Joel on Unicode

Tue, Oct 14, 2003

I'm sure everyone has seen this now, but Joel is dead on wrt Unicode.  I worked on some of the codepage reloading stuff in IE so I've lived some of this stuff -- Both recognizing the BOM for Unicode and implementing the reload of an already started page when we hit the codepage meta.  Most of IE is fully unicode of course.  The only exception is when we deal with URLs because, back in the day, they were restricted to 7bit ascii.

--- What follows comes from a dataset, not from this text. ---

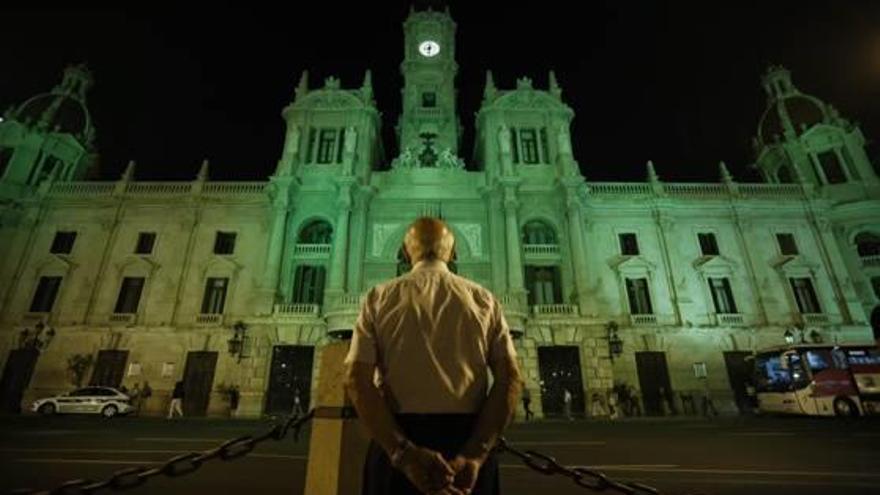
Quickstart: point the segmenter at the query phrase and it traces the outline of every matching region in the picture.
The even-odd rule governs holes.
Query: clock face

There are some other issues that Joel didn't bring up that devs should be aware of:

  • Sorting unicode is hard.  Each language has its own sort rules.  Given any particular set of strings, they may be sorted differently depending on the language.
  • Capitilization can be hard also.  There was a bug in IE at one point where we didn't deal with capitilization of a japanese string right and someone's name was transformed into "dead body on beach."  At the very least that is a rude thing to call someone.
  • Be aware that text that looks the same on the screen can be backed by different unicode codepoints.  This is a problem with going to unicode for URLs as it makes domain squating more difficult to deal with.  Two people might own two domains that look the same when typed in but are instead actually two different domains from a unicode codepoint point of view.  As an analogy, I was looking at an ancient typewriter the other day that one of our PMs has outside of her office.  It doesn't have a '1' key!  The solution is to just use the 'l' (L) key instead.  Now imagine if the keys are font glyphs as displayed on the screen and the concept of '1' and 'l' are unicode codepoints.  'He11o' and 'Hello' would look exactly alike on the screen but would actually be different domains.